Cambodia – Angkor Archeological Park, part 3

Early morning at Preah Khan

Today’s temples were not far away from Siem Reap so it was another day riding in a tuk tuk.  We left the hotel at 7:00am and reached Preah Khan at the 7:30am opening time.  It was not too busy here, so we had a pleasant wander around the ruins.

Preah Khan is a grand temple built in the 12th century under the reign of King Jayavaraman VII to honor his father.  The inner enclosure contains a maze of chapels, courts, halls and pavilions with a central shrine. (click on any picture to make it larger)

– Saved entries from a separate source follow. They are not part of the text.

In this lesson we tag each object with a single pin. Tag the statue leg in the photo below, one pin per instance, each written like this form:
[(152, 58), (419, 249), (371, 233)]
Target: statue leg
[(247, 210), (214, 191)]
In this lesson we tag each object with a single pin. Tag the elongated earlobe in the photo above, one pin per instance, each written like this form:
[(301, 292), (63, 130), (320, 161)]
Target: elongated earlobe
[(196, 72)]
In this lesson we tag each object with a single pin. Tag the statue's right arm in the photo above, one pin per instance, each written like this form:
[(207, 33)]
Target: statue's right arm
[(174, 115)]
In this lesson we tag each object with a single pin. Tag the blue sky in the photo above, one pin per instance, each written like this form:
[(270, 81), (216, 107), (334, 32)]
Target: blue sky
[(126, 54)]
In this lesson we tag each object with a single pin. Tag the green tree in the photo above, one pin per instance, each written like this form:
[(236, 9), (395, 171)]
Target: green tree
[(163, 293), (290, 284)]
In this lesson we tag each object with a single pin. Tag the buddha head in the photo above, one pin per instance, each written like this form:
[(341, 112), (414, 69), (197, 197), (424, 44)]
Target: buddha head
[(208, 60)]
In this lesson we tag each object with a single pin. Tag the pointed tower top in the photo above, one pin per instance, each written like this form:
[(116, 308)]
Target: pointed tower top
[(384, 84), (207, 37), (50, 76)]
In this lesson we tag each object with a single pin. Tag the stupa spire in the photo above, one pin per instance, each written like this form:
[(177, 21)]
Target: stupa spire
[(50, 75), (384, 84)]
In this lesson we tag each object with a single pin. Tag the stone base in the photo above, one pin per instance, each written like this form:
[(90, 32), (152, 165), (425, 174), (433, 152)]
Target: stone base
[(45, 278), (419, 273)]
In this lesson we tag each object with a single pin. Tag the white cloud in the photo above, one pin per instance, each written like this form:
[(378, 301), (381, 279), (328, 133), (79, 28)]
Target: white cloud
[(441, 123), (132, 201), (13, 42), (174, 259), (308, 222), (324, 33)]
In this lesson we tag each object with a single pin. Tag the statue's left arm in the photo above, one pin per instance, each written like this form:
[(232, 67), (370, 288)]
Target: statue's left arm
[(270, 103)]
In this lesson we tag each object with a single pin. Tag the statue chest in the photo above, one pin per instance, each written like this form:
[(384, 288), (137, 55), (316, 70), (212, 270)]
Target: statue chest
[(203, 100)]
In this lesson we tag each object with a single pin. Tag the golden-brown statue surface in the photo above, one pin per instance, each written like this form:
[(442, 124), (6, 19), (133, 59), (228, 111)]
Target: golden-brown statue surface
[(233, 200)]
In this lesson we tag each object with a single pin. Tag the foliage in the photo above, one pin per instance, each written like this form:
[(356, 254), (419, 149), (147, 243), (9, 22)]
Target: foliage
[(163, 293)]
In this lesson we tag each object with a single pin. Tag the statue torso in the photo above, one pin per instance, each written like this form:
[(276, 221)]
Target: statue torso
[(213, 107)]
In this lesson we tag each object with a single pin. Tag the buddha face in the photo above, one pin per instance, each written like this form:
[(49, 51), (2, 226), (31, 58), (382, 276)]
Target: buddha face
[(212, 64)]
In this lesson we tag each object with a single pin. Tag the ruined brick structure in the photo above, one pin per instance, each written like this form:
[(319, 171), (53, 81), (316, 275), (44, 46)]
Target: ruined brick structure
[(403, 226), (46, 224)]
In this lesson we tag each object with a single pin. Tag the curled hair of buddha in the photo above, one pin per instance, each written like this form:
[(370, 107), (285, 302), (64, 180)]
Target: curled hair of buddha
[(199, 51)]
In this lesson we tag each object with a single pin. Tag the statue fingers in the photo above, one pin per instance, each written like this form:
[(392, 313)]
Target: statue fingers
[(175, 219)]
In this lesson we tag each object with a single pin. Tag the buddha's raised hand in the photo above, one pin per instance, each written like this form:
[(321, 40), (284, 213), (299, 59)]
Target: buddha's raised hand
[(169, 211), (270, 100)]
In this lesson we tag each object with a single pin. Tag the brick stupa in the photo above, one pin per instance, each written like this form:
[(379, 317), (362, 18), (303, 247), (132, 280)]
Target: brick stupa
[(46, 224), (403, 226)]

This temple has been left largely unrestored with trees and vegetation growing among the ruins, but there are some interesting features here worth seeing:

The outer wall features large Garudas holding Nagas every 50 meters.

Stone Dvarapalas (swordsmen) guarding the entries.

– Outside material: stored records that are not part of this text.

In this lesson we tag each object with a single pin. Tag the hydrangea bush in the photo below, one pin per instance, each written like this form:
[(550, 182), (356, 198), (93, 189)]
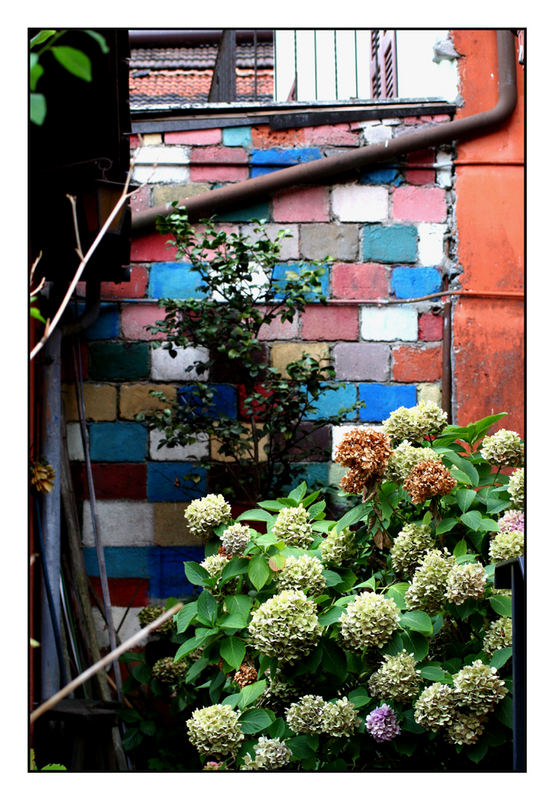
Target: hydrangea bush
[(369, 642)]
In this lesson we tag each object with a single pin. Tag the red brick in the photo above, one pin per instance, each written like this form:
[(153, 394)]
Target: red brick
[(125, 592), (152, 247), (325, 323), (200, 137), (359, 281), (430, 327), (417, 364), (136, 287), (111, 481), (306, 204)]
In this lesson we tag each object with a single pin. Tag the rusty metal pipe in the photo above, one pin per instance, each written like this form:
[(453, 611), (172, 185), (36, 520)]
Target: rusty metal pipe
[(253, 189)]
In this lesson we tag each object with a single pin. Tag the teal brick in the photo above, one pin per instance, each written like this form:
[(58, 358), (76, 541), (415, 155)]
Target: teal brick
[(118, 361), (389, 244)]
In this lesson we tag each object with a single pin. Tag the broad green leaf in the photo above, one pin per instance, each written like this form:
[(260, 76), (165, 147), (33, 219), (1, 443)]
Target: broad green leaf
[(417, 621), (502, 605), (233, 650), (74, 61), (254, 720), (258, 572)]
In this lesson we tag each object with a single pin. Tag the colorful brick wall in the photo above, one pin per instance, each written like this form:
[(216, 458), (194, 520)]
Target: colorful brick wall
[(388, 233)]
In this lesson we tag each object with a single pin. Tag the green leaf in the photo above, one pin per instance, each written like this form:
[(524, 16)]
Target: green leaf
[(258, 572), (185, 616), (74, 61), (502, 605), (250, 693), (233, 650), (254, 720), (417, 621)]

A two story building with round columns, thought to be a granary, is the only surviving structure of it’s kind in Angkor.

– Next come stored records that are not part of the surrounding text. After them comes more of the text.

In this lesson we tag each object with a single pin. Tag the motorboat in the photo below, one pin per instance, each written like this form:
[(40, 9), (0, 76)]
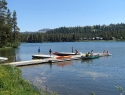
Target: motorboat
[(90, 57), (66, 53)]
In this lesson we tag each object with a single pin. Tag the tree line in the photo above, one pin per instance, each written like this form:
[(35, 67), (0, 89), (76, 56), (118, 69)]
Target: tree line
[(9, 31), (78, 33)]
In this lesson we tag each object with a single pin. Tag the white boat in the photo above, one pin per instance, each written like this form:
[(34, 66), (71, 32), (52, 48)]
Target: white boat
[(3, 58), (66, 53), (42, 56), (103, 54)]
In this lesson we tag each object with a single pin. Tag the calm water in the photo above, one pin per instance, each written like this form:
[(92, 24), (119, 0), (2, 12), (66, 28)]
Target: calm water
[(77, 77)]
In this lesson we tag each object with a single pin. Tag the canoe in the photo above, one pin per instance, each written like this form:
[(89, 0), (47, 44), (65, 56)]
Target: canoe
[(42, 56), (62, 57), (65, 53), (102, 54), (90, 57)]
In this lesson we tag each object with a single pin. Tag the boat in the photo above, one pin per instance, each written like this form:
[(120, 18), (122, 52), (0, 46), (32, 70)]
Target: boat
[(62, 57), (65, 53), (102, 54), (42, 56), (90, 57), (3, 58)]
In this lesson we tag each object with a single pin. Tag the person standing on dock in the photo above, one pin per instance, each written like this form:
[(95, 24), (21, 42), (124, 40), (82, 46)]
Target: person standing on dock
[(39, 50), (50, 52)]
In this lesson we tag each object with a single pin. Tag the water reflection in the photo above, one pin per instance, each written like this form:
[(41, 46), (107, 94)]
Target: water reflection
[(62, 64), (87, 61)]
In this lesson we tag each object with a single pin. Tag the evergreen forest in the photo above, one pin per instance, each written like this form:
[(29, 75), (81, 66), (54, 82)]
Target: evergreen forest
[(79, 33), (9, 31)]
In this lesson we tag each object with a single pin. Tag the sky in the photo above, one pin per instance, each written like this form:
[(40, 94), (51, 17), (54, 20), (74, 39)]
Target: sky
[(33, 15)]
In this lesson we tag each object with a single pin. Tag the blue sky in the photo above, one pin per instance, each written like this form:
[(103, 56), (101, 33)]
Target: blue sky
[(33, 15)]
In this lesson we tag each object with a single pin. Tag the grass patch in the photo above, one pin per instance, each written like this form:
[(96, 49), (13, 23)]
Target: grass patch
[(12, 83)]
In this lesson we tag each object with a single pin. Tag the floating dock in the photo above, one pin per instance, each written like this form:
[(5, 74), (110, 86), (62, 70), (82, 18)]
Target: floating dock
[(46, 60)]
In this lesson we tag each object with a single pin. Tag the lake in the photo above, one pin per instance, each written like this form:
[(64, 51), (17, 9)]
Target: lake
[(76, 77)]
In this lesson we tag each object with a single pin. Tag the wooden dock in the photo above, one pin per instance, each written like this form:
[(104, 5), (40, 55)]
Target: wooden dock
[(46, 60)]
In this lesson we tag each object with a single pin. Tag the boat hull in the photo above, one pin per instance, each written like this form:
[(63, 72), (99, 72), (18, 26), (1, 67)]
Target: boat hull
[(90, 57), (65, 53)]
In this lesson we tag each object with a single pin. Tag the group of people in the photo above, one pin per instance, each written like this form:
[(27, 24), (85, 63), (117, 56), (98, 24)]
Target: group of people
[(50, 51)]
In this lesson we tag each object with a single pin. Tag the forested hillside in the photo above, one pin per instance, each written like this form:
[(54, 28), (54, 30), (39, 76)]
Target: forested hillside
[(70, 34), (9, 31)]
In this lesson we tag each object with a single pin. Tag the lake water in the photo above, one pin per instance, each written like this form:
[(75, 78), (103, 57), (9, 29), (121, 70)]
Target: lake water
[(76, 77)]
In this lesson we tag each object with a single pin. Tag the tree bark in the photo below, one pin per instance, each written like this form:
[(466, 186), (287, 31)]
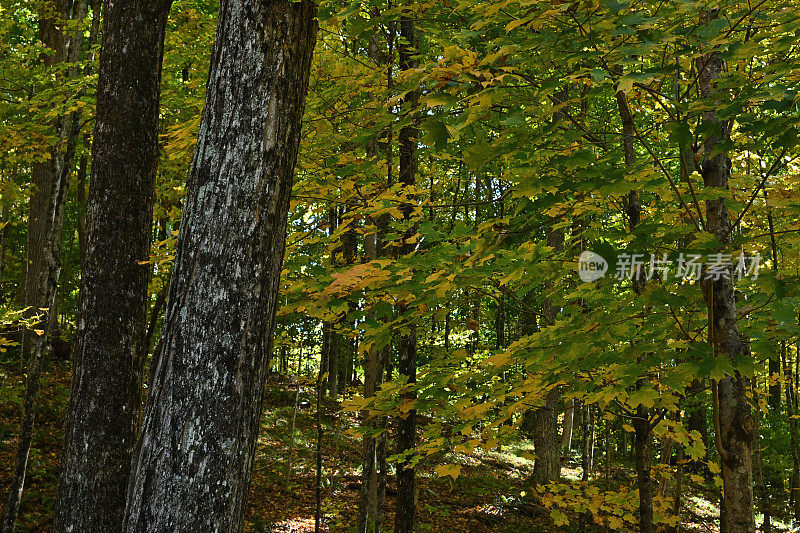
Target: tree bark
[(547, 466), (42, 262), (407, 349), (106, 386), (193, 466), (735, 423)]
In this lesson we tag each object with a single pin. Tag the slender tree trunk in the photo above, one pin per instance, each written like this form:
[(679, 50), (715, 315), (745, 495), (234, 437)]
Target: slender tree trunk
[(407, 350), (794, 442), (369, 510), (40, 282), (4, 224), (735, 423), (547, 466), (642, 430), (106, 387), (193, 466), (566, 429)]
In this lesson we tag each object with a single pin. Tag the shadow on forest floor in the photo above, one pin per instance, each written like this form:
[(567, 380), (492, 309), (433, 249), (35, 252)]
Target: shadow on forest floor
[(488, 496)]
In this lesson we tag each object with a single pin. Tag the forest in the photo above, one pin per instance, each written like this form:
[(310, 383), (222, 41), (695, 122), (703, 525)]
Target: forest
[(396, 265)]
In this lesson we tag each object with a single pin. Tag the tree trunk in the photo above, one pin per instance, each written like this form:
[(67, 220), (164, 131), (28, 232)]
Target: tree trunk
[(642, 457), (107, 382), (547, 466), (735, 423), (193, 466), (791, 411), (566, 429), (643, 438), (40, 282), (407, 350)]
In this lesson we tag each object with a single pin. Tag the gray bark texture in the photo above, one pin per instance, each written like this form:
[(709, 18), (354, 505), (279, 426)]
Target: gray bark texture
[(106, 383), (407, 350), (193, 467), (735, 422), (544, 429), (42, 261)]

Unique narrowing doors as you head towards the central sanctuary.

Interesting carvings of bearded Chinese persons praying, we have not noticed these anywhere else.

Beautiful Devata carvings throughout the temple.



Ta Som temple is one of the smaller temples in Angkor Archeological Park and has a special charm like Ta Prohm.  This temple was built in the 12th century under the reign of King Jayavaraman VII, and was dedicated to his father.  The temple was likely destroyed in the 15th or 16th century and lay in a state of ruin for many centuries.  From 1998-2023 the temple underwent stabilization and reassembly to make it safer for visitors.  Also being small and all on one level, Ta Som is an easy temple to navigate.

  • Entrance


The eastern gopura (gate) features four smiling faces and an entrance that is framed by the roots of a strangler fig tree rising out of the structure.  The tree has been chopped off; I assume to protect the gopura from further destruction by the roots.  The gate features bas-reliefs of devata and some interesting pediments, all framed by the roots of the tree.  Lots of good photo-ops here!


There are a few pediments which have been reassembled and left at ground level, it’s a great chance to get up close to these artistic features that are normally up high and out of sight.

There are many beautiful Devata (dancers) and Dvarapala (swordsmen) carvings throughout the temple.


Both temples we visited today have been cautiously restored, avoiding too much guesswork and respecting the ruined nature of the temples.  As we wind down our time in Angkor Archeological Park, it was nice to visit some of the smaller temples that have not been restored as much as the more popular sites.

Today’s tuk tuk driver cost USD $20 for just under 4 hours.